Lale, the youngest, most rebellious and perhaps most sensible of the lot, chronicles what happens next. An uncle to the orphaned girls is consulted and the sisters — Sonay (Ilayda Akdogan), Selma (Tugba Sunguroglu), Ece (Elit Iscan) and Nur (Doga Doguslu) — are to be imprisoned in the house. Phones, computers and magazines are confiscated; the girls are measured for plain, sack-like clothes.
Perhaps most unfair to soccer-mad Lale is the fact that she can’t travel to the final soccer match with the men of the village.
The girls have distinct personalities but also move as one mass, a unified front against their strict culture and lousy circumstances. As a group, the energy these girls produce is a force of nature. Is it any wonder, then, that their elder relatives start to divide and conquer, marrying them off one by one and weakening their power?
Women of the village swoop in to provide cooking and housewifery lessons until the sisters are betrothed, one by one. “The house became a wife factory that we never got out of,” laments Lale, who looks desperately for a way out as her sisters face varying degrees of misery at the same fate.
So what if they are teens and even tweens: there are virginity checks on the girls, including one on a wedding night, with the groom’s suspicious family waiting in the hospital hallway. The girls are sold to the men’s families like cattle.
But they are not cattle, they are mustangs, all long brunette manes and coltish limbs, straining against the walls into which they are penned.
Dark family secrets are revealed, leading Lale to take extreme measures to escape the provincial and religious traditions of the family.

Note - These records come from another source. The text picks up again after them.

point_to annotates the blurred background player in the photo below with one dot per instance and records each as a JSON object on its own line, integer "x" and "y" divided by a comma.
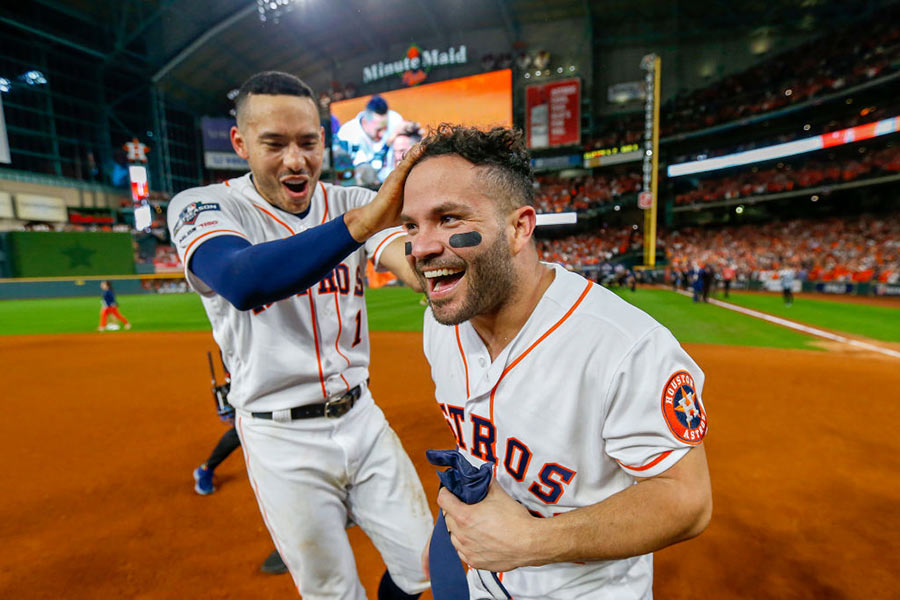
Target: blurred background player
{"x": 228, "y": 443}
{"x": 406, "y": 138}
{"x": 110, "y": 308}
{"x": 368, "y": 136}
{"x": 786, "y": 275}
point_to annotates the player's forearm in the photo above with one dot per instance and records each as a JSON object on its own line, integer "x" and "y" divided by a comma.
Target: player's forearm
{"x": 253, "y": 275}
{"x": 644, "y": 518}
{"x": 366, "y": 221}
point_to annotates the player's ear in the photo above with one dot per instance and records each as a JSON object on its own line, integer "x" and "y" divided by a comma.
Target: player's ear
{"x": 238, "y": 143}
{"x": 523, "y": 221}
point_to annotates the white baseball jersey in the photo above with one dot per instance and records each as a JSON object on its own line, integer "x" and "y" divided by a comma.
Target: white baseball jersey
{"x": 273, "y": 365}
{"x": 310, "y": 476}
{"x": 589, "y": 394}
{"x": 362, "y": 148}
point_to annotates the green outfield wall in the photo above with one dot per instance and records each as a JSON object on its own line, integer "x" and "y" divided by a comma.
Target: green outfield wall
{"x": 67, "y": 254}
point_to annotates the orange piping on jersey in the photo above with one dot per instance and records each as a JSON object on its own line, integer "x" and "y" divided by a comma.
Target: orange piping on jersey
{"x": 385, "y": 240}
{"x": 325, "y": 216}
{"x": 200, "y": 237}
{"x": 312, "y": 307}
{"x": 465, "y": 364}
{"x": 337, "y": 307}
{"x": 279, "y": 221}
{"x": 518, "y": 359}
{"x": 652, "y": 463}
{"x": 240, "y": 426}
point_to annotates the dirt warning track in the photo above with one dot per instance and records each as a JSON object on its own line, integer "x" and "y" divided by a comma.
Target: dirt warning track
{"x": 101, "y": 432}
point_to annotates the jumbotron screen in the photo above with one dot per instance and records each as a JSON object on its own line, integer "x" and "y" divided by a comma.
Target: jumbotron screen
{"x": 371, "y": 133}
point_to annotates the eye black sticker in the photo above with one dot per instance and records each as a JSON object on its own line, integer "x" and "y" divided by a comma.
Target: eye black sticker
{"x": 465, "y": 240}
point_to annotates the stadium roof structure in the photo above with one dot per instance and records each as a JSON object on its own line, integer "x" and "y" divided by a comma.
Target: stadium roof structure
{"x": 197, "y": 50}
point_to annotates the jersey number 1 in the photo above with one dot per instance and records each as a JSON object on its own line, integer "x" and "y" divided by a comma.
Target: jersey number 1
{"x": 356, "y": 338}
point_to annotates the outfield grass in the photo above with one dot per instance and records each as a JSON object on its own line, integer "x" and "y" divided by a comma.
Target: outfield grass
{"x": 391, "y": 309}
{"x": 398, "y": 309}
{"x": 147, "y": 312}
{"x": 394, "y": 309}
{"x": 698, "y": 323}
{"x": 876, "y": 322}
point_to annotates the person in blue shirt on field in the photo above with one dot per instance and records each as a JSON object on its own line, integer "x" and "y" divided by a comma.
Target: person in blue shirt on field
{"x": 110, "y": 307}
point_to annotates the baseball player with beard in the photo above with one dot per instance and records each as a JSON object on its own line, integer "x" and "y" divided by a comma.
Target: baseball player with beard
{"x": 277, "y": 257}
{"x": 589, "y": 410}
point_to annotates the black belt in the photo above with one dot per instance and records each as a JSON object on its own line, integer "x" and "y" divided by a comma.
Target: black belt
{"x": 331, "y": 409}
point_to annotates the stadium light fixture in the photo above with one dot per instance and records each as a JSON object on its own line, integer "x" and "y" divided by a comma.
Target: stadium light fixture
{"x": 34, "y": 77}
{"x": 801, "y": 146}
{"x": 273, "y": 10}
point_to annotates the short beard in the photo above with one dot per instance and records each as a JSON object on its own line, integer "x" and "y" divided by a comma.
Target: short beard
{"x": 491, "y": 282}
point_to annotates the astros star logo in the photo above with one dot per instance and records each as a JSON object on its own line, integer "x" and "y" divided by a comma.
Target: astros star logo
{"x": 682, "y": 408}
{"x": 688, "y": 407}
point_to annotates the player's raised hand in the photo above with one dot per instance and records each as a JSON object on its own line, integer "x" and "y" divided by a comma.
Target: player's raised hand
{"x": 384, "y": 210}
{"x": 494, "y": 534}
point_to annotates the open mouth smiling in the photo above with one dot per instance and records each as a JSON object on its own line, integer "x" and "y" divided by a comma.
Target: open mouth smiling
{"x": 296, "y": 186}
{"x": 442, "y": 281}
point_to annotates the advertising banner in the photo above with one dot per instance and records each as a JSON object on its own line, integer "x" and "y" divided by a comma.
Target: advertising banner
{"x": 553, "y": 114}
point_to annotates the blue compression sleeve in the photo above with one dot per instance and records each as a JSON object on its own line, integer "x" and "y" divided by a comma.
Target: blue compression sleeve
{"x": 250, "y": 275}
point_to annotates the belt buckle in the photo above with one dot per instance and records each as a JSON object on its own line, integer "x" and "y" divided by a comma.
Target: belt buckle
{"x": 338, "y": 408}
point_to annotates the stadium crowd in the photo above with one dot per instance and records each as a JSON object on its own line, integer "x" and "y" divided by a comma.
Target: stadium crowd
{"x": 555, "y": 194}
{"x": 786, "y": 177}
{"x": 588, "y": 249}
{"x": 828, "y": 64}
{"x": 858, "y": 249}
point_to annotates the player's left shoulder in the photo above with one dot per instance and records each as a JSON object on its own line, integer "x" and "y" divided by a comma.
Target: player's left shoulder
{"x": 595, "y": 308}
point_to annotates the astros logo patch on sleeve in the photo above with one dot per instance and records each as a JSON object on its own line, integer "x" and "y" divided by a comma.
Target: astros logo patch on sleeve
{"x": 683, "y": 409}
{"x": 190, "y": 213}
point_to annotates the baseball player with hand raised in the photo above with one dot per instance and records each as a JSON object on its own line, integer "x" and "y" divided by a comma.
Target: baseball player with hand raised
{"x": 588, "y": 410}
{"x": 277, "y": 257}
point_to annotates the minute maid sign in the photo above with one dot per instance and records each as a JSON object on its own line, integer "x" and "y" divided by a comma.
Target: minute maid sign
{"x": 415, "y": 65}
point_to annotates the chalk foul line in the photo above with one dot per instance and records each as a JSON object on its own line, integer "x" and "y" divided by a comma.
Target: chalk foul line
{"x": 799, "y": 326}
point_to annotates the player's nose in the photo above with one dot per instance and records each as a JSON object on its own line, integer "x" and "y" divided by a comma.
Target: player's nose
{"x": 294, "y": 158}
{"x": 425, "y": 244}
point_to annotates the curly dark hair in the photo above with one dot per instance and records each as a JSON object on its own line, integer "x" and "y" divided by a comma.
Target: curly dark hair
{"x": 272, "y": 83}
{"x": 500, "y": 151}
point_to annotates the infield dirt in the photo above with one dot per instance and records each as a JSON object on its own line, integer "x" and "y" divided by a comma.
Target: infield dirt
{"x": 101, "y": 433}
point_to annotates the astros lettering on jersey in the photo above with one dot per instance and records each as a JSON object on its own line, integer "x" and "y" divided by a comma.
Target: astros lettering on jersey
{"x": 591, "y": 393}
{"x": 272, "y": 370}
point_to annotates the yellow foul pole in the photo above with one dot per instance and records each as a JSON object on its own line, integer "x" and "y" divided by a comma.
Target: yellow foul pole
{"x": 649, "y": 194}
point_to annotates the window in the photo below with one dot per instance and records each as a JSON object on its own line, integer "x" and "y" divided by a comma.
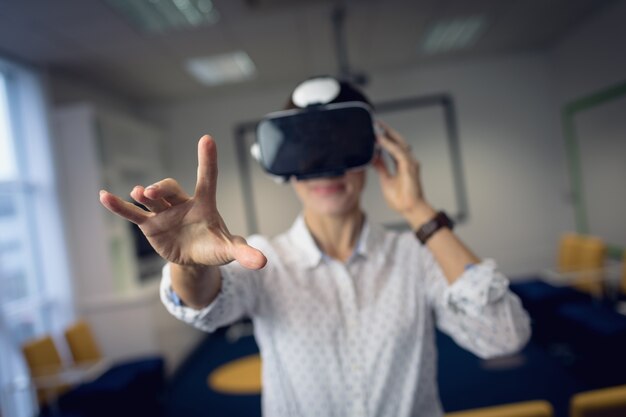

The final heartbreak of the story is the certainty that any girls who do escape the house face as much potential violence and misery as the ones who do not.
Director and co-writer Deniz Gamze Erguven maintains this tension while employing a surprisingly light touch. Her actors — many of them first-timers — are natural talents, and moments of humour and acts of small rebellion help to temper the tragic plight of these girls.
Mustang screens May 17 and 19 at Vancity.